De ki: "Ben kendime dahi, Allah'ın dilediğinden başka, ne zarar, ne de yarar verme gücüne sahip değilim. Her ümmetin bir süresi vardır. Süreleri gelince ne bir an geri kalırlar, ne de ileri giderler."

(Yunus 49)

Süleymaniye Vakfı Meali:

De ki "Kendim için, zararlı veya yararlı bir iş yapmaya gücüm yetmez; Allah'ın koyduğu kanuna uyarsam başka[1]. Her toplumun (ümmetin) bir eceli vardır. Ne ecelleri gelince onu bir süre erteleyebilirler, ne de ecelleri gelmeden[2] onun gelmesini sağlayabilirler.[3]"

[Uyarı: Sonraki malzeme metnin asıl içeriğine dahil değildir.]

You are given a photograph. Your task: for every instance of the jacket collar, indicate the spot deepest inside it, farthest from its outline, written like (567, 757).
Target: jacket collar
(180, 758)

1)Nebimiz dahil hiç kimse, Allah'ın kanuna uymadan başarılı veya başarısız olamaz.
2)Biz bir şeyi irade etsek bile onu, Allah, ayrı bir varlık olarak yaratmadan hiçbir şey yapamayız. (Araf 7/54, Tekvir 81/29,Tevbe 9/51, Hadid 57/22)
3)Benzeşik (müteşabih ayetler) (Araf 7/34,Hicr 15/5, Yunus 10/49, Nahl 16/61, Müminun 23/43)

(Yunus 49)

Şeref Aziz Taha ve Kemal Çelik Meali:

De ki: "Allah dilemedikçe ben kendime hiçbir fayda sağlayamam, bana gelecek bir zararı da önleyemem. Her toplumun bir süresi vardır. Bu süreyi ne uzatabilirler ne de kısaltabilirler."

(Yunus 49)

Şaban Piriş Meali:

De ki: -Allah'ın dilediğinden başka kendim için bir zarar da fayda da sağlayamam. Her ümmetin bir eceli vardır. Eceli geldiği zaman bir saat bile geri de bırakılmaz; ileri de alınmaz."

(Yunus 49)

Talat Koçyiğit Meali:

(Ey Muhammed! Onlara) de ki: "Allah dilemedikçe ben kendime ne zarar verebilirim ve ne de herhangi bir fayda. Her ümmetin bir eceli vardır; ecelleri gelince, ne bir saat gecikirler; ne de öne geçerler".

(Yunus 49)

Tefhimul Kuran Meali:

De ki: «Allah'ın dilemesi dışında, kendim için zarardan ve yarardan (hiç bir şeye) malik değilim, her şey Allah'ın iradesine bağlıdır, Her ümmetin bir eceli vardır. Onların ecelleri gelince, artık ne bir saat ertelenebilirler, ne de öne alınabilirler.»

(Yunus 49)

Ümit Şimşek Meali:

De ki: Allah dilemedikçe benim kendime ne bir yararım dokunur, ne bir zararım. Her ümmet için bir ecel vardır. Ecelleri geldiğinde de ne bir an geri bırakılır, ne de öne alınır.

(Yunus 49)

Yaşar Nuri Öztürk Meali

De ki: "Ben kendime bile Allah'ın istediği dışında bir zarar verme yahut yarar sağlama gücünde değilim. Her ümmetin bir eceli var. Ecelleri geldiğinde bir saat geri de kalamazlar, ileri de gidemezler."